Isaiah 44:1-5  “But now hear, O Jacob my servant, Israel whom I have chosen!  Thus says the LORD who made you, who formed you from the womb and will help you: Fear not, O Jacob my servant, Jeshurun

whom I have chosen.  For I will pour water on the thirsty land, and streams on the dry ground; I will pour

my Spirit upon your offspring, and my blessing on your descendants. They shall spring up among the grass like willows by flowing streams. (See all 44:1-5, and also 44:21-23.)

The PM Mrs May has been presenting herself this week as strong and stable and certain. But the reality is that we are entering a period in this country of weakness, instability and of great uncertainty – a period of darkness.  But the good news is that when the darkness is darker, the light shines brighter.

This is God’s promise of hope. Our calling is to be a light, to be His witnesses in the darkness (Matthew


But how can we be a light.  Not by striving, or even just doing things differently, or by trying to be good.  The prophet Zechariah (in Zechariah 4) had a vision of a golden lampstand.  It was a vision of the menorah (lampstand with seven lamps on it) which was placed in the tabernacle.  The menorah was to give light in the tabernacle continually (Leviticus 24:1-4). The lamps were kept burning with a supply of pure oil.   Then Zechariah said, ‘Not by might, nor by power, but by my Spirit’ says the Lord (Zechariah 4:6).  It is the Lord who supplies the oil of the Spirit; we need to be like the wise virgins who kept their lamps burning (Matthew 25:4).

Lynn Green, General Secretary of the BU, put it this way,

Our calling from Christ to go and make disciples must begin and continue in prayer. One minister from one of our larger churches shared with me his concern that the church was not seeing growth through conversion.

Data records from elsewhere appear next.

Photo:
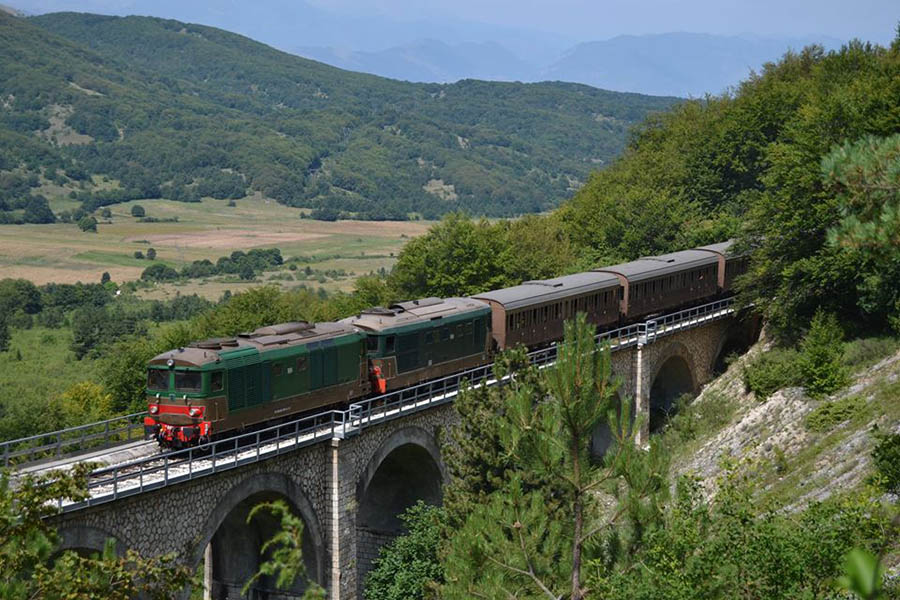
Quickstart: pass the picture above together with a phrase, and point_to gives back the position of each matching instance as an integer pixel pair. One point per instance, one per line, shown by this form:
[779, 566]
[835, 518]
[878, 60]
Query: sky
[871, 20]
[586, 20]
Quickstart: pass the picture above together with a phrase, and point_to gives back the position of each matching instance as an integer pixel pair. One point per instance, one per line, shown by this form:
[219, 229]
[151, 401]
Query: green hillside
[163, 108]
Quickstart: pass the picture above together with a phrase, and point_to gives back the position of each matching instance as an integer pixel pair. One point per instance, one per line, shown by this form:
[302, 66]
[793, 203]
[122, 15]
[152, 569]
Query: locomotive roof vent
[284, 328]
[657, 259]
[379, 311]
[215, 343]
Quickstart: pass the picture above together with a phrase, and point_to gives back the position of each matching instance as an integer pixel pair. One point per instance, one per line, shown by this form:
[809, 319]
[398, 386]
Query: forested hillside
[800, 162]
[163, 108]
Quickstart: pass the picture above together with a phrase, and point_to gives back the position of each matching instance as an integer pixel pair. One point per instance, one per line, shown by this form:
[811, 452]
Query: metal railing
[137, 476]
[73, 440]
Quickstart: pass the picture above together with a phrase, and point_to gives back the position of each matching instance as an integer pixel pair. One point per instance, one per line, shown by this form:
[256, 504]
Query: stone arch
[85, 540]
[737, 338]
[405, 468]
[601, 438]
[674, 375]
[226, 527]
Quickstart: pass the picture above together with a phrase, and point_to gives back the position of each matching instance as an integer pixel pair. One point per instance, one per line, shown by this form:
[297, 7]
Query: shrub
[159, 272]
[886, 456]
[830, 414]
[88, 224]
[772, 371]
[822, 352]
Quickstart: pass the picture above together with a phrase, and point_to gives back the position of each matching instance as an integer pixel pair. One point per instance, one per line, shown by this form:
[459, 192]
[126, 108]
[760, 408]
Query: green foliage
[736, 547]
[88, 223]
[284, 551]
[771, 371]
[461, 256]
[406, 567]
[530, 542]
[886, 456]
[159, 272]
[821, 359]
[863, 575]
[828, 415]
[29, 569]
[242, 116]
[4, 333]
[866, 351]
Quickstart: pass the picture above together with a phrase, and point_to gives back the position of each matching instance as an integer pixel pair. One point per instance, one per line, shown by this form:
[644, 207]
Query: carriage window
[158, 379]
[188, 381]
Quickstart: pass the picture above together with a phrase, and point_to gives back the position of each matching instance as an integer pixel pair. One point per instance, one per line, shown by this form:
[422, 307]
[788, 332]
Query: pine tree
[532, 541]
[822, 349]
[4, 334]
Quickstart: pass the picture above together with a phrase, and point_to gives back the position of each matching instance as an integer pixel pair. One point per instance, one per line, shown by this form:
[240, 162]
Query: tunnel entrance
[406, 475]
[235, 552]
[673, 381]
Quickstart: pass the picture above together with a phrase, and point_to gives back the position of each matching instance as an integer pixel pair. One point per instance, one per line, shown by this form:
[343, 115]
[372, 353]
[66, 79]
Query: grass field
[210, 229]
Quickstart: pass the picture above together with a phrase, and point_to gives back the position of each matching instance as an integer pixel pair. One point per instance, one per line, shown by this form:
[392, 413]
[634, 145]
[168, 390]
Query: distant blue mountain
[441, 50]
[675, 64]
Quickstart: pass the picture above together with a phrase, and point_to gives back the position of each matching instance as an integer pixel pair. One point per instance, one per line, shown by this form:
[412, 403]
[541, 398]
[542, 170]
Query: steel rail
[65, 442]
[137, 476]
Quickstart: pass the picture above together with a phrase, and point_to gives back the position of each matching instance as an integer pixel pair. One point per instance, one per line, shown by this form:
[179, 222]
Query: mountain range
[163, 108]
[448, 50]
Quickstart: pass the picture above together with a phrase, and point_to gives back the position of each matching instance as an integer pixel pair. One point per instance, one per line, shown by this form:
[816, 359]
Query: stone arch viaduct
[349, 489]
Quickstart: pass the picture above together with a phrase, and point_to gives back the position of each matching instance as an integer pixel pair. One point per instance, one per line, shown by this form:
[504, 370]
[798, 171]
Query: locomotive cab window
[158, 379]
[216, 381]
[188, 381]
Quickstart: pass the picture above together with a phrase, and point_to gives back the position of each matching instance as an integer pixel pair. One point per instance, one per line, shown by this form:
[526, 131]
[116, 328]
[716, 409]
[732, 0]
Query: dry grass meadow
[62, 253]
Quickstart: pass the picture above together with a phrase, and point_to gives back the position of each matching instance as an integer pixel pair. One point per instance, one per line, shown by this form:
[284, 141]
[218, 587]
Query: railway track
[135, 466]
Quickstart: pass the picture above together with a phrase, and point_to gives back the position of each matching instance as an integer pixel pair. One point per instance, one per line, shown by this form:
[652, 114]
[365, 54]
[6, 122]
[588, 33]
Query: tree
[37, 210]
[28, 544]
[4, 333]
[864, 176]
[159, 272]
[88, 224]
[822, 350]
[533, 543]
[284, 551]
[405, 567]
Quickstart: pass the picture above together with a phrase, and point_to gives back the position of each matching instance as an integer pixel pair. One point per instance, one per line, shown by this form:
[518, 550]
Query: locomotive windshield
[188, 381]
[158, 379]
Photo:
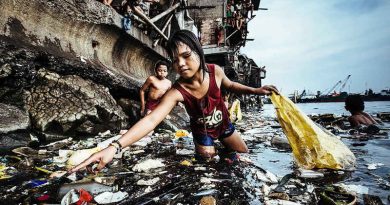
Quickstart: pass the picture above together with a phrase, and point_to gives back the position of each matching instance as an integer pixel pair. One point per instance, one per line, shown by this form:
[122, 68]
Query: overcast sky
[313, 44]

His conclusion was that programmes can only do so much; what the church really needed was to seriously seek God in prayer and have a hunger for Him that would flow out in authentic daily witness. We live in the midst of an era where we are seeing huge changes and I believe that God is

shaking the nations. As other generations before us have done, we need to cry out to the Lord in prayer, and sacrificially align ourselves with His Kingdom purposes. Our response to the challenges and opportunities we face must always be the prayerful pursuit of Christlikeness.

Like the Psalmist, we need a hunger for Him (Psalm 42:1-2).  But this thirst needs to flow out in daily authentic witness.  We need to use the gifts God has given to serve him as we are able.  May be God wants to release you in to gifts you are not using much, or you didn’t know you had.  

Paul emphasises that we should use the gifts God has given (Romans 12:6), not hide our light under a bushel.  We can all encourage others, but for some people just ooze encouragement: they have the gift of encouragement.  We can and should all give, but some have a particular gift of giving.   These gifts are not limited to those in full-time ministry.  Sometimes too much emphasis on the pulpit ministry can limit these other gifts.   Teaching gifts are vital, not just to the larger congregation.  The gift of teaching can be used in small groups and one on one. Some are particularly gifted in teaching children.  Leadership is not only for pastor and deacons, but is a gift needed in different areas of organisation, like on our cleaning day!  Serving isn’t only a gift for deacons, even though it’s the same root word.  Some people have a particular ability to see the needs of others, or showing mercy.

These different parts of the body do not have the same function, but they are all part of God’s remnant chosen by grace, the body of Christ, called to stand in this hour.